Detrás de alguien a quien se le supone que lleva la gasolina en la sangre, está su familia, en especial sus padres, quienes procuran acompañarle en los larguísimos viajes por todo el planeta. En esta ocasión, cuando su hijo tenía toda las posibilidades de lograr el título, pasaron lo nervios en casa, ni siquiera quisieron asistir con el resto de sus vecinos a la proyección, en pantalla gigante, de la carrera, algo que no imposibilitó que la sala se llenase pese a que el Gran Premio comenzaba a las seis de la mañana. Son muchos los que ahora le aclaman y siguen, entre ellos el actual número uno del motociclismo, el italiano Valentino Rossi, declarado admirador de Pedrosa. Pero lo cierto es que fueron sus padres los que se preocuparon porque pudiera desarrollar su afición por los deportes del motor.
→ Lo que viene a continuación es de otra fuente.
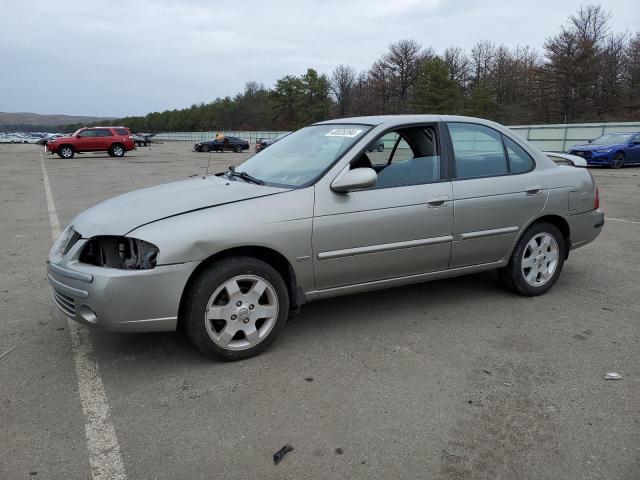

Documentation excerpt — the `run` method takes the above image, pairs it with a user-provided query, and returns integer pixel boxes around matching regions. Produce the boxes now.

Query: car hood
[71,175,289,237]
[569,142,625,151]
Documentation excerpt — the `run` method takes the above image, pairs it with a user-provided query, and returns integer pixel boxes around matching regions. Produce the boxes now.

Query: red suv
[46,127,135,159]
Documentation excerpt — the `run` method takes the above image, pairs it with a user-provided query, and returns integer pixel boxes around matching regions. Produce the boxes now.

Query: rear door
[95,128,113,150]
[446,122,548,268]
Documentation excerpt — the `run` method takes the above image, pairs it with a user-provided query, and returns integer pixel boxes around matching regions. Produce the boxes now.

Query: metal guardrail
[155,121,640,152]
[155,131,290,144]
[509,121,640,151]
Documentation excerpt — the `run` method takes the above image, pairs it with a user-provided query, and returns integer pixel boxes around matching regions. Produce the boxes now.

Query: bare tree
[470,40,496,83]
[382,39,430,111]
[444,46,470,88]
[330,64,356,117]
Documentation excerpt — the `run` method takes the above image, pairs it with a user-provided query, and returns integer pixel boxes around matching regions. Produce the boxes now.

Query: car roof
[314,114,504,129]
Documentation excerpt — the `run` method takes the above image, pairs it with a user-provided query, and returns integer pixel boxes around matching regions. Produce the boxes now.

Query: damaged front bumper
[47,235,198,332]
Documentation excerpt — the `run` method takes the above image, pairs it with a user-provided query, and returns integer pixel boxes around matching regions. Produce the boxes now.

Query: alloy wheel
[521,232,559,287]
[204,275,279,351]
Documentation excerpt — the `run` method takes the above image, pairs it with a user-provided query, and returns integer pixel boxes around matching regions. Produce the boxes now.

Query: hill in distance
[0,112,114,130]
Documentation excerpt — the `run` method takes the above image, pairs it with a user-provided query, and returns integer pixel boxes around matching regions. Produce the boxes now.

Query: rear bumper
[567,208,604,250]
[47,256,198,332]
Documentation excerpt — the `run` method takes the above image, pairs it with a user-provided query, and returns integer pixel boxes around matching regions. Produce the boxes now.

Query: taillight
[594,187,599,210]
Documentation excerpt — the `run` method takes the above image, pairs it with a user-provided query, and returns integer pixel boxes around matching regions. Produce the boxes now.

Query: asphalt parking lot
[1,142,638,480]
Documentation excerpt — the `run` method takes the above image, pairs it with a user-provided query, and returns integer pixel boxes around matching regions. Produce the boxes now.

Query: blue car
[568,132,640,168]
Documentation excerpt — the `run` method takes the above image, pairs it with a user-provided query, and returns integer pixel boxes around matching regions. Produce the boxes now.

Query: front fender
[128,187,316,293]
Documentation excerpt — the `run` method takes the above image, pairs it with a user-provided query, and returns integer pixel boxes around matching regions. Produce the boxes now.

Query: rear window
[115,128,130,135]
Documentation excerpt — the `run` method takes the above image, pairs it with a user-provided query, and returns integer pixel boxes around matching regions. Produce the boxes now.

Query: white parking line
[606,217,640,225]
[40,151,127,480]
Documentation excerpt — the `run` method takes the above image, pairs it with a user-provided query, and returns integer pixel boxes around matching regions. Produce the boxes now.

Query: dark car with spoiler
[194,136,249,153]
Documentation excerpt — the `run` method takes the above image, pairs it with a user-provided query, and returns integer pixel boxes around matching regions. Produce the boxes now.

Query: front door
[312,125,453,291]
[75,129,100,150]
[446,122,548,268]
[628,134,640,163]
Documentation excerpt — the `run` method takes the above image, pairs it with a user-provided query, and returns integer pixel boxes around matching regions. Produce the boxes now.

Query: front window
[590,133,632,145]
[235,124,369,187]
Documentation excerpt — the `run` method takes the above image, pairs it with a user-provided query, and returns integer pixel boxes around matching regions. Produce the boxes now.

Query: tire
[108,151,116,157]
[184,256,290,361]
[201,145,210,152]
[233,144,243,153]
[110,143,125,157]
[58,145,74,159]
[611,152,625,169]
[378,144,384,152]
[499,222,565,296]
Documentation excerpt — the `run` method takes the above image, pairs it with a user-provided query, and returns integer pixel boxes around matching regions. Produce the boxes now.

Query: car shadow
[89,270,507,367]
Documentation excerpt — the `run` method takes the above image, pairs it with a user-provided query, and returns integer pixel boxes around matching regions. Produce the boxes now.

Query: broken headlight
[79,236,159,270]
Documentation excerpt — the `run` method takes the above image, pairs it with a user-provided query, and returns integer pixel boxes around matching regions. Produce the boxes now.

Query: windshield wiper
[225,166,264,185]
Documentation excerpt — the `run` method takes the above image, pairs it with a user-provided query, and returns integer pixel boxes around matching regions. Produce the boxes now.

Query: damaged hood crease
[71,175,288,237]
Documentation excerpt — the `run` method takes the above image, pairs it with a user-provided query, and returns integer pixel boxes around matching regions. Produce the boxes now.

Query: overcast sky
[0,0,638,118]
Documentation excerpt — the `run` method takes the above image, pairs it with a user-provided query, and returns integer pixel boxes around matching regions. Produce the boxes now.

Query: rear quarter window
[504,136,534,173]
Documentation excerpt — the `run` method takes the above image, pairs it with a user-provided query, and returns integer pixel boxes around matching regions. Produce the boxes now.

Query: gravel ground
[0,142,638,480]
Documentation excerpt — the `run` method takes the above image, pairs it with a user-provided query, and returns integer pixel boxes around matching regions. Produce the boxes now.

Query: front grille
[52,289,76,316]
[574,151,592,159]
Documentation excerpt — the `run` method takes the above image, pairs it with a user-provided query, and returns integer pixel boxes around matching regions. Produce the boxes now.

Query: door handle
[525,185,543,195]
[427,195,448,207]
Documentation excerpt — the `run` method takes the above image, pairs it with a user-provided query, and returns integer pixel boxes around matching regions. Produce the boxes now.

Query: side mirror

Aunque, sin duda, su padre deportivo es el ex piloto Alberto Puig, ambos recuerdan perfectamente los comienzos. En las pruebas de acceso que tuvo que superar Daniel, el niño tuvo que superar la adversidad de tener que aprender a conducir con marchas, una semana antes de las pruebas y gracias a una moto que le prestaron y que condujo por un polígono industrial cercano a su casa, pero esto no fueron todos los problemas. Era la primera vez que pilotaba en un circuito y era tan pequeño que no se podía sostener parado encima de la moto, porque los pies no le llegaban al suelo.